The next day I went to work.
He’d given me the few newspaper clippings about Don Grissom’s death:
SANTA TERESA RESIDENT DIES IN FALL FROM ROOF
. According to the paper, Don had climbed up to inspect for leaks after a heavy rain
had sent water pouring through the ceiling in the guest bathroom. The accompanying
copy of the police report indicated that to all appearances, Mr. Grissom had lost
his footing on the rain-slick red tile and tumbled two stories in a fall that broke
his neck. The coroner had determined that the death was accidental. Harry Grissom
said the coroner was a fool.
I made a note of the Grissoms’ address and presented myself at the doorstep with a
clipboard in hand. While a cop is required by statute to identify herself (or himself)
as a law-enforcement officer, a private investigator is free to impersonate anyone,
which is what makes my job so much fun. I’m a law-abiding little bun in most instances,
but I’ve been known to tell lies at the drop of a hat. The fib I cooked up for Susie
Grissom wasn’t far from the truth, and I sounded so sincere that I half believed it
myself.
“Mrs. Grissom?” I said when she opened the door.

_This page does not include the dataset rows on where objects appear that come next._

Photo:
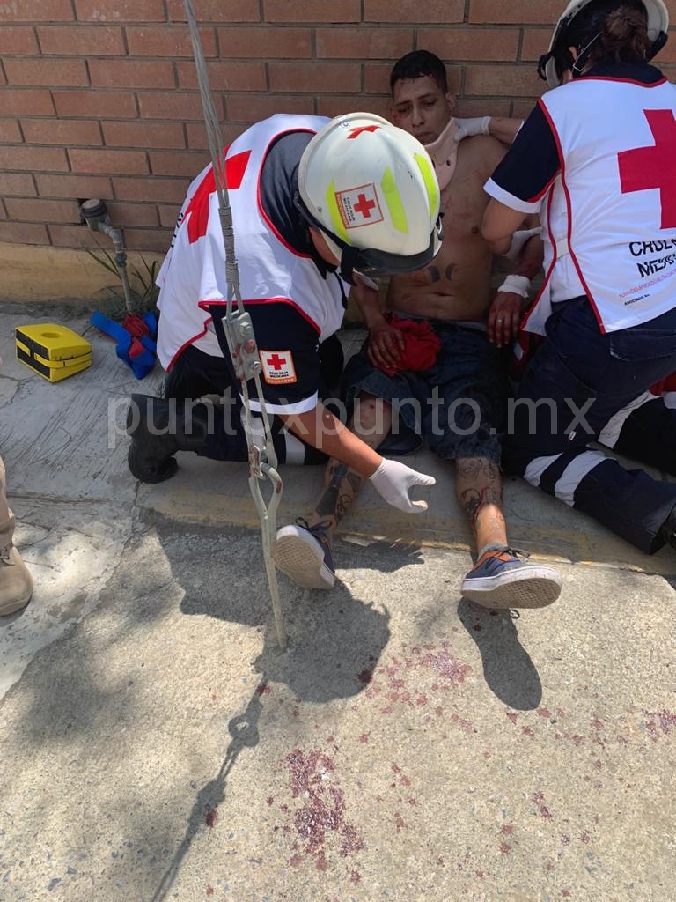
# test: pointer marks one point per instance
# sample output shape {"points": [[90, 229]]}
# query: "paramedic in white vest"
{"points": [[315, 202], [597, 157]]}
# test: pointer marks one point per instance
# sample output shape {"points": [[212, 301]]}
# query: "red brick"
{"points": [[21, 185], [315, 78], [510, 81], [61, 131], [92, 104], [73, 186], [18, 40], [187, 163], [197, 134], [37, 11], [254, 107], [143, 134], [230, 76], [80, 40], [483, 107], [312, 10], [168, 41], [265, 41], [152, 190], [128, 215], [353, 103], [109, 162], [132, 73], [217, 11], [515, 12], [33, 159], [168, 214], [38, 210], [9, 132], [442, 12], [45, 72], [122, 11], [181, 106], [453, 44], [535, 43], [155, 240], [364, 42], [78, 236], [21, 233]]}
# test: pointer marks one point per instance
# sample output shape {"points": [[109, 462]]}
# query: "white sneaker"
{"points": [[304, 553]]}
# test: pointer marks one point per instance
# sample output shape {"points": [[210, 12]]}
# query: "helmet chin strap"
{"points": [[582, 55]]}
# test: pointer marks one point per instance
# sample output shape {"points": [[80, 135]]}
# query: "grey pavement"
{"points": [[156, 744]]}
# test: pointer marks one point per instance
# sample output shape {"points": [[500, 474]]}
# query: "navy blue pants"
{"points": [[196, 374], [581, 387]]}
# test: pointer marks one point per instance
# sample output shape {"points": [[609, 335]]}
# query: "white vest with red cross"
{"points": [[193, 273], [609, 219]]}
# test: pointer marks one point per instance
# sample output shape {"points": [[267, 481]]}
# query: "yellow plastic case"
{"points": [[53, 351]]}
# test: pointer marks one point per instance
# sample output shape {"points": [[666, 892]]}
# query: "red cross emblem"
{"points": [[654, 167], [276, 361], [364, 206], [363, 128], [198, 208]]}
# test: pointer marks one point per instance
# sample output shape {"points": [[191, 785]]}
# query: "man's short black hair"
{"points": [[418, 64]]}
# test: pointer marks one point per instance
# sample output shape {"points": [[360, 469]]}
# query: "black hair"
{"points": [[605, 31], [418, 64]]}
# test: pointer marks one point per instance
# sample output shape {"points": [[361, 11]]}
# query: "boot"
{"points": [[16, 583], [158, 429]]}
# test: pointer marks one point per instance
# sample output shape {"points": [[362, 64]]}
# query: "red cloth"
{"points": [[135, 325], [421, 346]]}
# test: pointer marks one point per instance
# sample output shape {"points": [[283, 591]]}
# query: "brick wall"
{"points": [[98, 98]]}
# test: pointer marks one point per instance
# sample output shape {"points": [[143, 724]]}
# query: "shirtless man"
{"points": [[461, 399]]}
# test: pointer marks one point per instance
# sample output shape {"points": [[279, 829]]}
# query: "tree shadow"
{"points": [[508, 668]]}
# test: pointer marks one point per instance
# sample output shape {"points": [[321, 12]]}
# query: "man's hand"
{"points": [[504, 318], [385, 345], [470, 128], [393, 480]]}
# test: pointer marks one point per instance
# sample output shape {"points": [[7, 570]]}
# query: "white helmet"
{"points": [[658, 25], [371, 189]]}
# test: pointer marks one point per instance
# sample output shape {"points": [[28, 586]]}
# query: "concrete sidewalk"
{"points": [[155, 743]]}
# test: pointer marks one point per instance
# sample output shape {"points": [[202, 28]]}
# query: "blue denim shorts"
{"points": [[459, 404]]}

“Yes, that’s right,” she said cautiously. She was in her early thirties, with mild
brown hair pulled up in a clip, brown eyes, freckles, no makeup, dressed in jeans
and a T-shirt.
I held up the clipboard. “I’m from California Fidelity Insurance,” I said. Now that
much was true. I had worked for CF once upon a time and did occasional investigations
for them now in exchange for downtown office space.
“Yes?”
I could tell from the look on her face that “insurance” was the magic word. If what
Harry said was true and she’d just collected two hundred and fifty thousand dollars,
I could see how the subject might still fascinate. “Your husband had a policy with
us,” I said. “Our regional office just informed us that he’s . . . uh, deceased.”
Her face clouded properly. “That’s right. He died September fourth in a fall from
the roof. What sort of policy?”
“I don’t have the details, but it was probably coverage he converted from a plan at
work. Was he employed at some point by a large company?”
I could see a spark of recognition. Almost everybody has worked for a large company
at some point.
“Well, he did work for Raytheon briefly in 1981, but I thought he let that policy
drop.”
“Apparently not,” I said. “I’ll need some data, if you don’t object. Just so we can
process the claim.”
“Claim?”
“Automatic payment in the case of accidental death.”
She invited me in.
Now, it’s not like I’m psychic, but I have to say this: From the moment I set eyes
on this lady, I knew she was guilty. I’ve seen enough widows and orphans in my day
to know what real grief looks like, and this wasn’t it. This was pseudo-grief, counterfeit
grief, or some reasonable facsimile, but it wasn’t real sorrow.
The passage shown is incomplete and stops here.